# Combining the functionality of KT lighted cover and the beauty of Oberon



## PG4003 (Patricia) (Jan 30, 2010)

I really do love the functionality of the Kindle Touch lighted cover and I don't want to give up the built-in light. But frankly, this cover is pretty plain-jane. I tried putting a skin on the front cover but wasn't happy with that result. A few weeks ago I had bought a large sleeve from Oberon, with the intention of keeping my Touch inside it's lighted cover, then putting both of them inside the Oberon sleeve. Well, that didn't work out the way I thought either, I don't go out a lot and when I do, my purse has a pocket for my Kindle. So after thinking and thinking about how could I achieve the functionality of my lighted cover and the beauty of my Oberon? So, I took the plunge....I took an exacto knife and cut apart the two sides of the sleeve so I had 2 pieces of leather. Then I cut one of those pieces to fit the front of my lighted cover and used some spray adhesive to put it on. I love it! Now I have the beauty of an Oberon (half-way anyhow!) and the functionality of my built-in light. Here's a picture.

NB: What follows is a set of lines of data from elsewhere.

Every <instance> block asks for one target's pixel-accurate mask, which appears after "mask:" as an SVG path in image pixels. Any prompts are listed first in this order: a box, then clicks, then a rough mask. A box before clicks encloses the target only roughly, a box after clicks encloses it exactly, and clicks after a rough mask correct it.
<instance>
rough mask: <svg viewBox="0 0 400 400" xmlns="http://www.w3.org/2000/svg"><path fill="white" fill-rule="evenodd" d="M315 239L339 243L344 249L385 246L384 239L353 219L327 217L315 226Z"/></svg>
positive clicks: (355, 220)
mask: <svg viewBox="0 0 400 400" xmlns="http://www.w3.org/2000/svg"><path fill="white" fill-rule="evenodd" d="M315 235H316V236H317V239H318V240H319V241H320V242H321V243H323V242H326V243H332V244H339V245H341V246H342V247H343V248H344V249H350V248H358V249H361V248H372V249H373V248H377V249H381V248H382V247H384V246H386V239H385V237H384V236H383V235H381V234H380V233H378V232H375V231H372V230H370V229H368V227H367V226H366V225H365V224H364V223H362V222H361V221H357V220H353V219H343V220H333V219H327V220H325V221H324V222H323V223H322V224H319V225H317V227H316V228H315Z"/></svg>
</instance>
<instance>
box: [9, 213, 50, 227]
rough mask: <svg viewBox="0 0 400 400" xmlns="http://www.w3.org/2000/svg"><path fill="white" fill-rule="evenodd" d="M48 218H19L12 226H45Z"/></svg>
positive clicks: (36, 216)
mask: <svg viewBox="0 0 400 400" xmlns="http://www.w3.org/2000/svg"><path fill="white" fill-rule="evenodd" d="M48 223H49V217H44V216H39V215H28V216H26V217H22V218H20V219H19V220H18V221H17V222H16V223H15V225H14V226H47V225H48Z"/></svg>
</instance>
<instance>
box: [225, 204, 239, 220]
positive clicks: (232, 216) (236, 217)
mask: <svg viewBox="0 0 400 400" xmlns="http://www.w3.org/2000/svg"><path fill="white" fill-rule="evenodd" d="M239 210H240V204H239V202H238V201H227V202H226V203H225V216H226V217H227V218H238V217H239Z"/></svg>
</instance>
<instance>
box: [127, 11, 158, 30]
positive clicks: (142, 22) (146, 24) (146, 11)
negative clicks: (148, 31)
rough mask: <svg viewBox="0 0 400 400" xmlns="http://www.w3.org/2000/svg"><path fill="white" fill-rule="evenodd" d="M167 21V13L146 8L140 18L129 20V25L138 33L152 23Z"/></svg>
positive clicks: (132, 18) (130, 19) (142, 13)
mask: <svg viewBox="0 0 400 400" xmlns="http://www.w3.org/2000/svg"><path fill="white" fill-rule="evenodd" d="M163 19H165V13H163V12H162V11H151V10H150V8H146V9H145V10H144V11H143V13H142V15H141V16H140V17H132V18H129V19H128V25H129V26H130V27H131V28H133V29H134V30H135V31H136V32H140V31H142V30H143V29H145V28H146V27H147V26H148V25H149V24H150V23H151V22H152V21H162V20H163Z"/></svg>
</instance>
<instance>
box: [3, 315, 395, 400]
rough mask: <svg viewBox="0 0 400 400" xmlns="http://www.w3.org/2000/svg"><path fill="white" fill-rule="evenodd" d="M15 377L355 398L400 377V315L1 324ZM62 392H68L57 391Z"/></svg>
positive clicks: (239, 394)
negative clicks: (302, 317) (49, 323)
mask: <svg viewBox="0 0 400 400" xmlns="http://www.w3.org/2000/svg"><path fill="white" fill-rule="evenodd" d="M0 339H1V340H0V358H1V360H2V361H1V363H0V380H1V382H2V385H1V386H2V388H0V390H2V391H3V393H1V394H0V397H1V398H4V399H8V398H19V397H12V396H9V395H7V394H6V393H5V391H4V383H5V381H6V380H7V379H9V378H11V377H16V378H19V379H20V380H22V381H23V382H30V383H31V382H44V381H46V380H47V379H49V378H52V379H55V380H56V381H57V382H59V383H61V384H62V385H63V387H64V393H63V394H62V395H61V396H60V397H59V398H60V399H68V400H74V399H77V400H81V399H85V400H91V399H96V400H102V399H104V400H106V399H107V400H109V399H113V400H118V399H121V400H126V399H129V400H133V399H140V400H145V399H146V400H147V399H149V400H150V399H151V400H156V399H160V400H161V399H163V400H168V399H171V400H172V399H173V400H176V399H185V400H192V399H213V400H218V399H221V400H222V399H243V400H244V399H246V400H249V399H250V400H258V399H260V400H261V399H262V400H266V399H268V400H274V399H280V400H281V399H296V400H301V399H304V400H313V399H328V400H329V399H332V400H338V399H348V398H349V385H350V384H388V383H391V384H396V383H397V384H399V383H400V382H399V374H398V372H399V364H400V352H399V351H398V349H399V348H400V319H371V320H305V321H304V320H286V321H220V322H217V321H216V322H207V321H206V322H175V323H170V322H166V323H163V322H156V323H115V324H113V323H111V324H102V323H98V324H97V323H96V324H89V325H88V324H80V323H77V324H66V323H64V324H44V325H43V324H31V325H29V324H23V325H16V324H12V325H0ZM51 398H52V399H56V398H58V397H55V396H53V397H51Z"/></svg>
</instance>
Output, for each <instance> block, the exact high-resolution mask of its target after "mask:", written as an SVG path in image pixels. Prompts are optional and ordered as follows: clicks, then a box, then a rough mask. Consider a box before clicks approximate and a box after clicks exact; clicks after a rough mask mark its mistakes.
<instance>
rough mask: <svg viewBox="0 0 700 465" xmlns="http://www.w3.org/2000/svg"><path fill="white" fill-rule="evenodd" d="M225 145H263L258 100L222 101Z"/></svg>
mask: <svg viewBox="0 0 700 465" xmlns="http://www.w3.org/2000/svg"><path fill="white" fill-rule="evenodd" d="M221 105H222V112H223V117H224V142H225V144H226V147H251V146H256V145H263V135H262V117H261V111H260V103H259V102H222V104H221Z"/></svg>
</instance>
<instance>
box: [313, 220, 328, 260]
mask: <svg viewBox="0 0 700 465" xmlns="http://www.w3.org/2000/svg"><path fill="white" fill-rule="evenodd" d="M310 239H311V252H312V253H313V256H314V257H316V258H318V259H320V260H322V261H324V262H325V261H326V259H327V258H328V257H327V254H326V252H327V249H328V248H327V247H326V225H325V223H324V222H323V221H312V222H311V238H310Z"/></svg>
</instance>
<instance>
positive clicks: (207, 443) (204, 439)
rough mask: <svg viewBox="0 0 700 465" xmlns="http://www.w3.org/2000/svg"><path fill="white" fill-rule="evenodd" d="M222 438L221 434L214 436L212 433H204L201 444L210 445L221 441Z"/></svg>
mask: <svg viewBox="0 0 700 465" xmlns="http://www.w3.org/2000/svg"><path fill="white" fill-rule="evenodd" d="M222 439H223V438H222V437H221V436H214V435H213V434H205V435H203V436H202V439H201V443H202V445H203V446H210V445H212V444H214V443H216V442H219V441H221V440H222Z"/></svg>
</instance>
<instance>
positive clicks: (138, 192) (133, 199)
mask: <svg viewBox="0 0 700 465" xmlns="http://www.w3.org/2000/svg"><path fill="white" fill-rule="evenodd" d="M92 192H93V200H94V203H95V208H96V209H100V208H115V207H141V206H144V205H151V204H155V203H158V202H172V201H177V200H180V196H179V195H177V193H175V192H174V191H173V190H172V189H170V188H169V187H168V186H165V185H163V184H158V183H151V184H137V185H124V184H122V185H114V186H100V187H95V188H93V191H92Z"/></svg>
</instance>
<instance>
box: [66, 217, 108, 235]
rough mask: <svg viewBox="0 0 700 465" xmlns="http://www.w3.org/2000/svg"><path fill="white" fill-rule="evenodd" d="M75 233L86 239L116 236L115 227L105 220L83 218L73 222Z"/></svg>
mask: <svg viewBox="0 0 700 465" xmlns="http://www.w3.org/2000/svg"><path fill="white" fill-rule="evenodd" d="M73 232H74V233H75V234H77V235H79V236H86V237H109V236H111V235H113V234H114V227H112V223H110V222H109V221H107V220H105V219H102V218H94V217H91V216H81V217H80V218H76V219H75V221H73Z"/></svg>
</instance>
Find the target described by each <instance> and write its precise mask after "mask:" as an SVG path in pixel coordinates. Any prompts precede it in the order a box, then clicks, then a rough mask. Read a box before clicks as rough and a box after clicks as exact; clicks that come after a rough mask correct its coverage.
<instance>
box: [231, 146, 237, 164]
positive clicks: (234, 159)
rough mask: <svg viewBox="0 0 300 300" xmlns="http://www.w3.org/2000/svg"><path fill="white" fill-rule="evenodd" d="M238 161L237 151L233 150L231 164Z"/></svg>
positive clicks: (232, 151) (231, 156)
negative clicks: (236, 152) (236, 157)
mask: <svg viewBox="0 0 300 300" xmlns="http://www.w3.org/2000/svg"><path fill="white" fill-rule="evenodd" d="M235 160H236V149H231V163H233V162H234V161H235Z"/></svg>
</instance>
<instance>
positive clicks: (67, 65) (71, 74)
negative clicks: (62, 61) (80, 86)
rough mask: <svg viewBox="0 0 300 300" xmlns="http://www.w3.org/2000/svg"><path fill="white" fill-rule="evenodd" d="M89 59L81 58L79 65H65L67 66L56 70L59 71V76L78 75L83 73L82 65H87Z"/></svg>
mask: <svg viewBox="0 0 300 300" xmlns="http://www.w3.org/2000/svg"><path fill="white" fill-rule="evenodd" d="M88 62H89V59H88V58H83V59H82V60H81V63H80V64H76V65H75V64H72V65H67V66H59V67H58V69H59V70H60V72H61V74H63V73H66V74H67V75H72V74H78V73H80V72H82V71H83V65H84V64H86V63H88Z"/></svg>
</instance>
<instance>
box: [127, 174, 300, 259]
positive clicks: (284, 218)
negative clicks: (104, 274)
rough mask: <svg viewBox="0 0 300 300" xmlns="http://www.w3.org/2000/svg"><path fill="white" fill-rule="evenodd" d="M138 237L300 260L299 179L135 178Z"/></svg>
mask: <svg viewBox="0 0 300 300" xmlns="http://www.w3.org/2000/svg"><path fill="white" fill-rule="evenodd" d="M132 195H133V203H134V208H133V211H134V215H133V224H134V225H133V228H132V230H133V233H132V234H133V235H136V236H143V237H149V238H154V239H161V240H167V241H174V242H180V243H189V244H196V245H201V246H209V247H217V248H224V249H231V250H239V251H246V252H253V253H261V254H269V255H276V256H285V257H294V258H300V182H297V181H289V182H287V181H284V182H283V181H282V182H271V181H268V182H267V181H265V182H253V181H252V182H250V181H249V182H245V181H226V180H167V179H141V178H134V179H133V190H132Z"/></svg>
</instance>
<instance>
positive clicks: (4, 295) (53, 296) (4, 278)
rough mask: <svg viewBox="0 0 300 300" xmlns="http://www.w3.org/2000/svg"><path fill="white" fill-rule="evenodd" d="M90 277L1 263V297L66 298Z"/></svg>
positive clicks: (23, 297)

Yes, this is the Kindle Touch lighted cover


----------



## Cardinal (Feb 24, 2010)

That is beautiful!  

But I have to say, wow, you are really brave!


----------



## PG4003 (Patricia) (Jan 30, 2010)

Michelle!  Hi, how have you been, I miss talking with you.  And you are so right, I was really apprehensive, I kept thinking, do I REALLY want to take my exacto knife to an Oberon product  But I was unhappy with the plain look of the lighted cover, and I didn't want to change to an Oberon because I love the built-in light, and frankly I don't want the added weight of an Oberon on my slim KT.  I wasn't using the sleeve at all, and didn't think I would have much luck selling it, so I just decided to go for it.  I know some of the Oberon lovers are thinking "You did WHAT?"


----------



## CarolineAM (Apr 21, 2011)

PG4003 (Patricia) said:


> Michelle! Hi, how have you been, I miss talking with you. And you are so right, I was really apprehensive, I kept thinking, do I REALLY want to take my exacto knife to an Oberon product But I was unhappy with the plain look of the lighted cover, and I didn't want to change to an Oberon because I love the built-in light, and frankly I don't want the added weight of an Oberon on my slim KT. I wasn't using the sleeve at all, and didn't think I would have much luck selling it, so I just decided to go for it. I know some of the Oberon lovers are thinking "You did WHAT?"
> 
> I think that's a great idea!! The K4 cover can be used for the Touch as well, but you have to cut out the two inside corners and replace them with bungees.


----------



## BookLady (Jan 7, 2011)

Patricia, you come up with the most clever ideas!  You did a fantastic job, and it looks fabulous!  Congratulations on a job well done!  Now, you have the best of both worlds.


----------



## corkyb (Apr 25, 2009)

So, Patricia, you just glued the front of the Oberon sleeve to the front of your lighted cover?  Can we see pictures of the inside and back now?
That looks gorgeous.  I could even do that I think.


----------



## Emmalita (Feb 24, 2009)

Looks good Patricia!  I'd like to see the inside and back too.  Good idea!


----------



## PG4003 (Patricia) (Jan 30, 2010)

I can take some pictures, but the inside and back look exactly as they did before.  The leather that I put on the front, I trimmed to exactly the size of the lighted cover.  I'll take some pictures and post them shortly.


----------



## PG4003 (Patricia) (Jan 30, 2010)

I get the idea you guys would just like to see it from some other angles. So I took several other pictures and rather than post them all here, here's the link to the album: http://s921.photobucket.com/albums/ad54/PG4003/Oberon%20leather%20on%20lighted%20cover/

Let me know if you have any other questions!


----------



## sparklemotion (Jan 13, 2011)

Wow you did an amazing job with that! I love it!


----------



## Vet (Apr 25, 2010)

I like it! Nice work.


----------



## 41413 (Apr 4, 2011)

Wow, great job! I was kinda thinking about how much I would like something like that for my Touch, so kudos to you for pulling it off. I'm afraid I'm not that crafty, though. I know I would end up doing something really dumb and ruining it all.


----------



## cagnes (Oct 13, 2009)

Nice! I feel the same was about my KT lighted cover, love the functionality, but hate the look & flimsiness!


----------



## PG4003 (Patricia) (Jan 30, 2010)

Before I did this, I bought a Decal Girl skin made to fit the K2, because I wanted the back side of it to be large enough to trim.  I trimmed that and stuck it on the front of my Touch lighted cover but I didn't really care for that.  Then when I peeled off the skin, it pulled off patches of the finish on the front of the cover.  So I had to do something!


----------



## meowzart (Mar 29, 2011)

nicely done!!


----------